Maar er was dus ook kritiek. Kijkt hij inderdaad met een westerse bril? Dat is waar, erkent Gert Oostindie. Hij is in Nederland opgegroeid en is ongetwijfeld getekend door zijn achtergrond. Toch vindt hij de verwijten ook jammer, omdat hij als wetenschapper juist gaat voor het voortbrengen van kennis die die lokale beïnvloeding ontstijgt.
Bakra
Oostindie ziet zichzelf ook als lid van de school die heel tolerant en heel liberaal is. Stelt zichzelf juist de vraag: wat levert anders kijken op? Hij heeft de indruk dat mensen soms te snel etiketten gaan plakken en denken ‘Een bakra? Dat kan niks zijn.’

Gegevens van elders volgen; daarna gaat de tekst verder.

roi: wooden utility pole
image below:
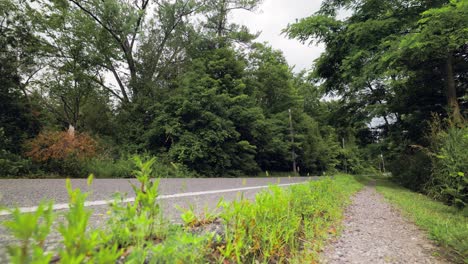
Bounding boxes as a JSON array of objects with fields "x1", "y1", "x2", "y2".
[
  {"x1": 288, "y1": 109, "x2": 297, "y2": 174},
  {"x1": 380, "y1": 153, "x2": 386, "y2": 173},
  {"x1": 342, "y1": 137, "x2": 347, "y2": 174}
]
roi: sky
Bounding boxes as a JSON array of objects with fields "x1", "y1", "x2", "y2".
[{"x1": 231, "y1": 0, "x2": 326, "y2": 72}]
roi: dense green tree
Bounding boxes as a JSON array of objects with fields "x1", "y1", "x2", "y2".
[
  {"x1": 286, "y1": 0, "x2": 467, "y2": 136},
  {"x1": 246, "y1": 43, "x2": 297, "y2": 115},
  {"x1": 286, "y1": 0, "x2": 467, "y2": 194},
  {"x1": 0, "y1": 0, "x2": 42, "y2": 152},
  {"x1": 38, "y1": 0, "x2": 202, "y2": 104},
  {"x1": 385, "y1": 0, "x2": 468, "y2": 124},
  {"x1": 145, "y1": 44, "x2": 263, "y2": 176}
]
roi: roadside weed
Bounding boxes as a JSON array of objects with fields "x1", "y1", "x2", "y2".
[
  {"x1": 216, "y1": 175, "x2": 364, "y2": 263},
  {"x1": 108, "y1": 156, "x2": 167, "y2": 250},
  {"x1": 58, "y1": 177, "x2": 94, "y2": 260},
  {"x1": 59, "y1": 175, "x2": 121, "y2": 263},
  {"x1": 149, "y1": 228, "x2": 213, "y2": 263},
  {"x1": 3, "y1": 201, "x2": 54, "y2": 264},
  {"x1": 178, "y1": 204, "x2": 198, "y2": 227},
  {"x1": 178, "y1": 198, "x2": 225, "y2": 228}
]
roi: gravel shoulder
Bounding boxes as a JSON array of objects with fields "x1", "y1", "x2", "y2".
[{"x1": 321, "y1": 184, "x2": 448, "y2": 264}]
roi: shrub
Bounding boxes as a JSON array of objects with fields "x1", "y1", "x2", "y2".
[
  {"x1": 152, "y1": 158, "x2": 198, "y2": 178},
  {"x1": 82, "y1": 157, "x2": 134, "y2": 178},
  {"x1": 25, "y1": 130, "x2": 97, "y2": 162},
  {"x1": 426, "y1": 123, "x2": 467, "y2": 208},
  {"x1": 82, "y1": 155, "x2": 197, "y2": 178},
  {"x1": 388, "y1": 150, "x2": 432, "y2": 191},
  {"x1": 24, "y1": 130, "x2": 98, "y2": 176},
  {"x1": 0, "y1": 149, "x2": 32, "y2": 177},
  {"x1": 0, "y1": 127, "x2": 32, "y2": 177},
  {"x1": 391, "y1": 116, "x2": 468, "y2": 209}
]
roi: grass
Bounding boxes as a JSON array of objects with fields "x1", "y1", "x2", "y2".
[
  {"x1": 1, "y1": 156, "x2": 366, "y2": 263},
  {"x1": 213, "y1": 174, "x2": 365, "y2": 263},
  {"x1": 374, "y1": 177, "x2": 468, "y2": 263}
]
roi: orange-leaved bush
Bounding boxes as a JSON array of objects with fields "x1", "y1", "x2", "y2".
[{"x1": 25, "y1": 130, "x2": 98, "y2": 162}]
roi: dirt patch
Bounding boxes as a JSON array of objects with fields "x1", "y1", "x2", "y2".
[{"x1": 321, "y1": 185, "x2": 448, "y2": 264}]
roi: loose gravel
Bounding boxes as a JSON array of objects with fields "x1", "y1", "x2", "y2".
[{"x1": 321, "y1": 184, "x2": 447, "y2": 264}]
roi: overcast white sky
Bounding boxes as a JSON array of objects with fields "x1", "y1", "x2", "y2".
[{"x1": 231, "y1": 0, "x2": 325, "y2": 72}]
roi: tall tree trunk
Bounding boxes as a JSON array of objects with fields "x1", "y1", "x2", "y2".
[{"x1": 445, "y1": 54, "x2": 463, "y2": 124}]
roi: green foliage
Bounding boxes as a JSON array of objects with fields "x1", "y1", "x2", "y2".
[
  {"x1": 108, "y1": 156, "x2": 167, "y2": 247},
  {"x1": 149, "y1": 228, "x2": 213, "y2": 263},
  {"x1": 286, "y1": 0, "x2": 467, "y2": 198},
  {"x1": 59, "y1": 175, "x2": 121, "y2": 263},
  {"x1": 3, "y1": 202, "x2": 54, "y2": 264},
  {"x1": 177, "y1": 198, "x2": 224, "y2": 228},
  {"x1": 0, "y1": 128, "x2": 32, "y2": 176},
  {"x1": 217, "y1": 175, "x2": 364, "y2": 263},
  {"x1": 2, "y1": 0, "x2": 363, "y2": 178},
  {"x1": 376, "y1": 178, "x2": 468, "y2": 263},
  {"x1": 0, "y1": 0, "x2": 41, "y2": 155},
  {"x1": 427, "y1": 123, "x2": 468, "y2": 208},
  {"x1": 147, "y1": 46, "x2": 264, "y2": 176},
  {"x1": 394, "y1": 0, "x2": 468, "y2": 61},
  {"x1": 3, "y1": 161, "x2": 366, "y2": 263},
  {"x1": 58, "y1": 177, "x2": 96, "y2": 260},
  {"x1": 389, "y1": 150, "x2": 432, "y2": 191},
  {"x1": 82, "y1": 157, "x2": 135, "y2": 178}
]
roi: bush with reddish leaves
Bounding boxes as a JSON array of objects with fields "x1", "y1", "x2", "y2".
[{"x1": 25, "y1": 130, "x2": 98, "y2": 176}]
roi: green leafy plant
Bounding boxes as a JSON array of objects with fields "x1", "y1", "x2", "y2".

Aan de andere kant merkt hij dat mensen veel gewicht aan zijn woorden hangen. Dat is iets waar hij nu meer rekening mee houdt. Eerder kon hij sneller iets roepen, nu denkt hij even na over de impact voor hij iets zegt. Als voorbeeld noemt hij de onthulling van het monument voor de slavernij. Toen riep hij in NRC dat dat monument niet voor één groep, maar voor iedereen was. Hoewel hij daar nog steeds achterstaat, zou het nu anders aanpakken. Nu Suriname binnenkort 35 jaar onafhankelijkheid viert, krijgt hij misschien vragen over Bouterse. “Dan weeg ik mijn woorden wel.”